Merge branch 'develop' of github.com:ethereum/go-ethereum into develop

5 files changed, 223 insertions, 42 deletions

diff --git a/p2p/handshake.go b/p2p/handshake.go
index 8e611cfd5..4cdcee6d4 100644
--- a/p2p/handshake.go
+++ b/p2p/handshake.go
@@ -65,26 +65,26 @@ type protoHandshake struct {
 	ID         discover.NodeID
 }
 
-// setupConn starts a protocol session on the given connection.
-// It runs the encryption handshake and the protocol handshake.
-// If dial is non-nil, the connection the local node is the initiator.
-// If atcap is true, the connection will be disconnected with DiscTooManyPeers
-// after the key exchange.
-func setupConn(fd net.Conn, prv *ecdsa.PrivateKey, our *protoHandshake, dial *discover.Node, atcap bool, trusted map[discover.NodeID]bool) (*conn, error) {
+// setupConn starts a protocol session on the given connection. It
+// runs the encryption handshake and the protocol handshake. If dial
+// is non-nil, the connection the local node is the initiator. If
+// keepconn returns false, the connection will be disconnected with
+// DiscTooManyPeers after the key exchange.
+func setupConn(fd net.Conn, prv *ecdsa.PrivateKey, our *protoHandshake, dial *discover.Node, keepconn func(discover.NodeID) bool) (*conn, error) {
 	if dial == nil {
-		return setupInboundConn(fd, prv, our, atcap, trusted)
+		return setupInboundConn(fd, prv, our, keepconn)
 	} else {
-		return setupOutboundConn(fd, prv, our, dial, atcap, trusted)
+		return setupOutboundConn(fd, prv, our, dial, keepconn)
 	}
 }
 
-func setupInboundConn(fd net.Conn, prv *ecdsa.PrivateKey, our *protoHandshake, atcap bool, trusted map[discover.NodeID]bool) (*conn, error) {
+func setupInboundConn(fd net.Conn, prv *ecdsa.PrivateKey, our *protoHandshake, keepconn func(discover.NodeID) bool) (*conn, error) {
 	secrets, err := receiverEncHandshake(fd, prv, nil)
 	if err != nil {
 		return nil, fmt.Errorf("encryption handshake failed: %v", err)
 	}
 	rw := newRlpxFrameRW(fd, secrets)
-	if atcap && !trusted[secrets.RemoteID] {
+	if !keepconn(secrets.RemoteID) {
 		SendItems(rw, discMsg, DiscTooManyPeers)
 		return nil, errors.New("we have too many peers")
 	}
@@ -99,13 +99,13 @@ func setupInboundConn(fd net.Conn, prv *ecdsa.PrivateKey, our *protoHandshake, a
 	return &conn{rw, rhs}, nil
 }
 
-func setupOutboundConn(fd net.Conn, prv *ecdsa.PrivateKey, our *protoHandshake, dial *discover.Node, atcap bool, trusted map[discover.NodeID]bool) (*conn, error) {
+func setupOutboundConn(fd net.Conn, prv *ecdsa.PrivateKey, our *protoHandshake, dial *discover.Node, keepconn func(discover.NodeID) bool) (*conn, error) {
 	secrets, err := initiatorEncHandshake(fd, prv, dial.ID, nil)
 	if err != nil {
 		return nil, fmt.Errorf("encryption handshake failed: %v", err)
 	}
 	rw := newRlpxFrameRW(fd, secrets)
-	if atcap && !trusted[secrets.RemoteID] {
+	if !keepconn(secrets.RemoteID) {
 		SendItems(rw, discMsg, DiscTooManyPeers)

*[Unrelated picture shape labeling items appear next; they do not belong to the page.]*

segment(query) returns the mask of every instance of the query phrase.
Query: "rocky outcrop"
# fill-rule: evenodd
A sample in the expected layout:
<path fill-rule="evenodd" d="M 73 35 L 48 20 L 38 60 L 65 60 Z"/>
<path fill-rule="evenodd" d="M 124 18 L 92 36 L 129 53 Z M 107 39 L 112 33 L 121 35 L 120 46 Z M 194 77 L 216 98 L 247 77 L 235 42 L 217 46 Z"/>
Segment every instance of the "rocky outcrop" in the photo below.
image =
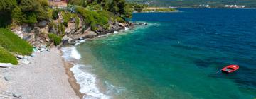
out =
<path fill-rule="evenodd" d="M 41 21 L 38 23 L 38 26 L 40 28 L 46 27 L 48 23 L 48 21 Z"/>

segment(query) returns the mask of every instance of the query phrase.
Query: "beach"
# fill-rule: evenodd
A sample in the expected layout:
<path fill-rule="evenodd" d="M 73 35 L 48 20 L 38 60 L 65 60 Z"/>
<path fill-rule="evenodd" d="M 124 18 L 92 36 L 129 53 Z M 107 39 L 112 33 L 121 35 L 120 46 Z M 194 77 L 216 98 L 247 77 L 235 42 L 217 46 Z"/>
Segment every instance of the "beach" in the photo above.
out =
<path fill-rule="evenodd" d="M 72 65 L 63 61 L 60 50 L 34 54 L 30 64 L 0 68 L 0 98 L 80 98 L 73 89 L 79 86 L 69 72 Z"/>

 		return nil, errors.New("we have too many peers")
 	}
diff --git a/p2p/handshake_test.go b/p2p/handshake_test.go
index 9018e14f2..ab75921a3 100644
--- a/p2p/handshake_test.go
+++ b/p2p/handshake_test.go
@@ -141,9 +141,10 @@ func TestSetupConn(t *testing.T) {
 	fd0, fd1 := net.Pipe()
 
 	done := make(chan struct{})
+	keepalways := func(discover.NodeID) bool { return true }
 	go func() {
 		defer close(done)
-		conn0, err := setupConn(fd0, prv0, hs0, node1, false, nil)
+		conn0, err := setupConn(fd0, prv0, hs0, node1, keepalways)
 		if err != nil {
 			t.Errorf("outbound side error: %v", err)
 			return
@@ -156,7 +157,7 @@ func TestSetupConn(t *testing.T) {
 		}
 	}()
 
-	conn1, err := setupConn(fd1, prv1, hs1, nil, false, nil)
+	conn1, err := setupConn(fd1, prv1, hs1, nil, keepalways)
 	if err != nil {
 		t.Fatalf("inbound side error: %v", err)
 	}
diff --git a/p2p/peer.go b/p2p/peer.go
index cdf9ba965..ac691f2ce 100644
--- a/p2p/peer.go
+++ b/p2p/peer.go
@@ -211,6 +211,18 @@ func (p *Peer) handle(msg Msg) error {
 	return nil
 }
 
+func countMatchingProtocols(protocols []Protocol, caps []Cap) int {
+	n := 0
+	for _, cap := range caps {
+		for _, proto := range protocols {
+			if proto.Name == cap.Name && proto.Version == cap.Version {
+				n++
+			}
+		}
+	}
+	return n
+}
+
 // matchProtocols creates structures for matching named subprotocols.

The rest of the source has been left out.